Loss Leaders

The Competition Commission has given the superstores permission to destroy the rest of Britain’s food economy

By George Monbiot. Published in the Guardian 12th October 2000

In November last year, Safeway sent the farmers it bought from a letter. Titled “Good News from Safeway”, it explained that the chain’s “new promotional strategy” would “deliver a much improved level of availability for your product.” To take part in the programme we request a contribution from you per product line of £20,000. We look forward to you joining us in this campaign, and anticipating a favourable response, we will take the liberty of sending you an invoice on Friday of this week.” Far from embracing this generous offer, however, the farmers reported it to the Competition Commisson.

On Tuesday, the commission upheld their complaint and hundreds of others. Farmers, it agreed, were being bled dry by the superstores. In future, the chains will be expected to adhere to a binding code of conduct, to prevent them from exploiting their suppliers.

The code is, as far as it goes, a good thing. But it’s already out of date, for the superstores, enterprising as ever, have found new means of eliminating farmers from the market. They now employ researchers to discover precisely what the average cost of production is for a particular crop, then conduct Dutch auctions over the internet, buying only when the price has fallen to that level. The result is that everyone is wiped out except the biggest suppliers, who can, in an unregulated market, reduce their costs to below the average by offloading them onto their workforce or the environment. But weak as it is, the code should be celebrated, for it is the only progressive measure in the commission’s report.

The vast dossier it has compiled neatly flunks or fudges all the other issues raised by the superstores’ dominance. It agrees that the chains’ use of “loss leaders” (staple foods sold at below cost price to create the impression of cheapness) “operates against the public interest”. But while it acknowledges that this unfair practice damages the superstores’ smaller competitors, it suggests that the harm done to consumers is not sufficient to provoke any action. By refusing to intervene, the Competition Commission has just signed the death warrant for Britain’s remaining milkmen and independent bakers.

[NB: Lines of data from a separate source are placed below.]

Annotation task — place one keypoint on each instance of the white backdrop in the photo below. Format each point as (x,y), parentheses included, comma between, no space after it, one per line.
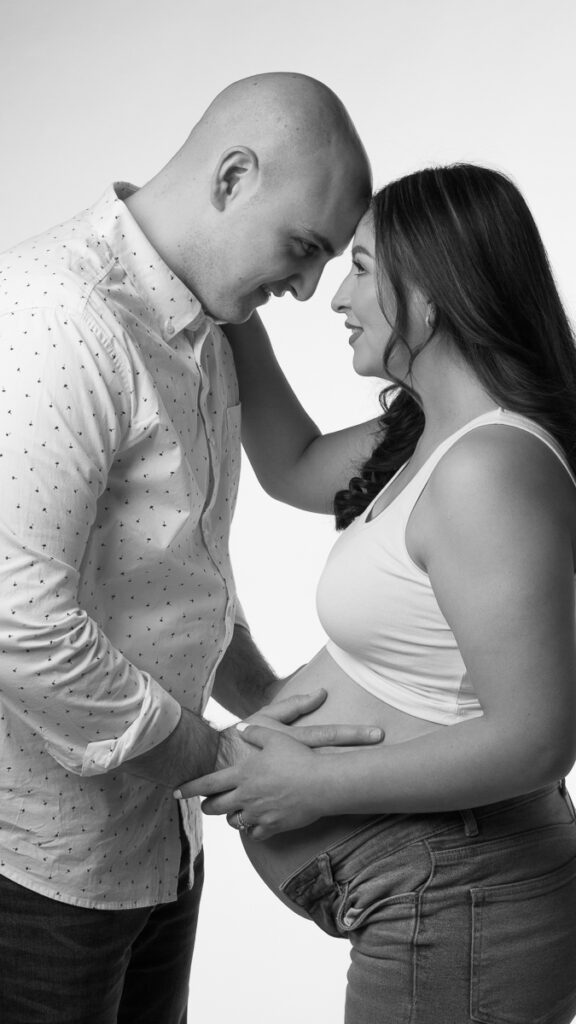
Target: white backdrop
(93,92)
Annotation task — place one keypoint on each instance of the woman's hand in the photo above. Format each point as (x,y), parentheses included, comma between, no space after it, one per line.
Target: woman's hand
(276,770)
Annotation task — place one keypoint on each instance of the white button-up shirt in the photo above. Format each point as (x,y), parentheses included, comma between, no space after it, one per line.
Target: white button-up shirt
(119,466)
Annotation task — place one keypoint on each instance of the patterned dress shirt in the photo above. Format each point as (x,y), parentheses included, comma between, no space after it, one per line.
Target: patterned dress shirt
(119,466)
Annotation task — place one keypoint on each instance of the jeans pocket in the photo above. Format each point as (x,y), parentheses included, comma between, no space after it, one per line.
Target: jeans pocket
(524,950)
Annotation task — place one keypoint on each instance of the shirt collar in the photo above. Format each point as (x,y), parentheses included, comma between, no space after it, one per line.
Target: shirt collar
(171,305)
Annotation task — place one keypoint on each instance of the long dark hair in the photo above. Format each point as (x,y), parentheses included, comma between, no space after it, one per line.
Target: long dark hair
(465,238)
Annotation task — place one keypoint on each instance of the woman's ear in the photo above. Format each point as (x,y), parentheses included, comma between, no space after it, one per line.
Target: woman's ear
(235,174)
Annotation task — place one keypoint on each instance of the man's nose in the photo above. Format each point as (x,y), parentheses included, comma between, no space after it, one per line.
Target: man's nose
(307,283)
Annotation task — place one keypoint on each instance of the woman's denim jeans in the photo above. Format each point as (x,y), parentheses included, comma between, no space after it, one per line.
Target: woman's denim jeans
(67,965)
(454,916)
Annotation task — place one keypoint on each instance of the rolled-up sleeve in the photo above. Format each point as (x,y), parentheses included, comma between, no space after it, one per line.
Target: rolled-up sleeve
(65,414)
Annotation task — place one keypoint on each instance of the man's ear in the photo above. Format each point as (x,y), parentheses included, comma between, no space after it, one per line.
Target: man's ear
(237,171)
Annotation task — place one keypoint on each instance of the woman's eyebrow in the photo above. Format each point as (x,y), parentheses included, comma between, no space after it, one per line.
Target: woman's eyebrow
(361,251)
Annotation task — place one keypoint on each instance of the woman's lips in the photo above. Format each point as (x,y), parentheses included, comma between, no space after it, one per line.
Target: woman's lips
(356,332)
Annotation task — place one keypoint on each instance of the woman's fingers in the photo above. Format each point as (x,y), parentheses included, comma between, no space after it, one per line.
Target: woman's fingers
(208,785)
(292,708)
(336,735)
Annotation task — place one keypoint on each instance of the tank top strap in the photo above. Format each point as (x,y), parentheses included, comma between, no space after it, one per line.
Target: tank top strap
(410,494)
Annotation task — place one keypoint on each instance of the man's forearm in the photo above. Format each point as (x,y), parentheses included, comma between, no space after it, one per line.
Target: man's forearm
(188,753)
(244,680)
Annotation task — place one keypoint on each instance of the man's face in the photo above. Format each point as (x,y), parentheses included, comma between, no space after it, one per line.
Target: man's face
(280,242)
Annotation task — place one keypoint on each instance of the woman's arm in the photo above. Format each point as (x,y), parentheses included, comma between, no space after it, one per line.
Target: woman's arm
(498,547)
(292,460)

The commission has concluded that the superstores’ obscene policy of charging more for their goods in poor areas (where there is less competition) than in rich ones also “operates against the public interest”. Again, however, it has decided not to act. So what on earth is going on?

It seems to me that part of the problem is that the Competition Commission seeks to understand the price of everything, and the value of nothing. Buried in figures, it has lost sight of the fact that the superstores have not simply distorted Britain’s food economy. By wiping out tens of thousands of small retailers and suppliers, they have all but destroyed it.

Extraordinarily, the number crunchers appear to have got even the pricing issue wrong. They suggest that British superstores are not anti-competitive because they are no more profitable than their European counterparts. But they have not sought to determine whether or not the European superstores could also be ripping their customers off. It would surely be far easier to see what is happening by comparing the prices in Britain’s superstores with the prices of their competitors in Britain’s independent specialist shops.

Though they employ five times as many staff for the same amount of turnover as the superstores do, though the business rates they pay are typically higher and though they can’t screw their suppliers to the floor, independent butchers, fishmongers and greengrocers undercut the superstores by 30 per cent or more. Fruit and vegetables sold from market stalls tend to be some 40 or 50 per cent cheaper than the fruit and vegetables in superstores.

The commission pronounced itself “satisfied that cost reductions at the farm gate had … been passed through to retail prices”. Yet a survey last year revealed that apples in the superstores were marked up by as much as 198 per cent, and eggs by 439 per cent. In 1998, the Office of Fair Trading concluded that “retailers are increasingly able to retain the benefits from their increased bargaining power rather than passing them to consumers.”

The commissioners’ report took 16 months and £3 million to compile. They employed an army of statisticians and economists to collate staggering tables of figures. But I can’t help feeling that they would have obtained a rather more accurate view of what is happening on Britain’s high streets if they had taken a trip to the shops.